Review Protocols and Tagging on Triage Thursdays

Perhaps you’ve heard of “Taco Tuesdays” or “Wacky Wednesdays.” For your training needs perhaps consider “Triage Thursdays.” This review of triage tags and procedures will help your personnel and crews practice their protocols in less stressful environments than a true MCI.

Background

The etymology of the word triage means to break into three pieces. Napoleon’s military surgeon, Dominique Jean Larrey, created the idea of an ambulance transport system, and the sorting was designed to decide who got evacuated from the battlefield fastest. The START triage method was developed by providers at Hoag Hospital and the Newport Beach Fire Department in California in the 1980s and has become widely adopted across the U.S. and parts of the world. START has EMS providers perform rapid assessment of patients, determining which of four categories patients should be in and identifying them by tag color for treatment.

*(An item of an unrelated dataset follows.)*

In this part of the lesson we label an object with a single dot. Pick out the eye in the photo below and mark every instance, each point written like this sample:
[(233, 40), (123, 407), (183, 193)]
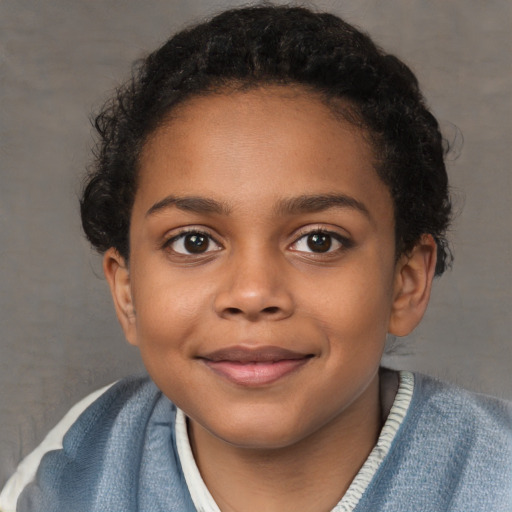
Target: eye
[(319, 242), (192, 242)]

There are many versions of triage used in the field: START, SALT, and Careflight, to name a few. Regardless of the system you use, a triage system should be employed when the patient count exceeds the ability of your unit to treat and/or transport with the personnel and resources on hand. Incident command should be established, and one provider should be designated as the triage officer and, using a triage tag (such as the START tag, pictured), conduct a rapid assessment of every patient based upon their respirations, perfusion, and mental status (RPM).

If the patient can follow commands and walk, they should be tagged green and asked to move to a designated area for later evaluation.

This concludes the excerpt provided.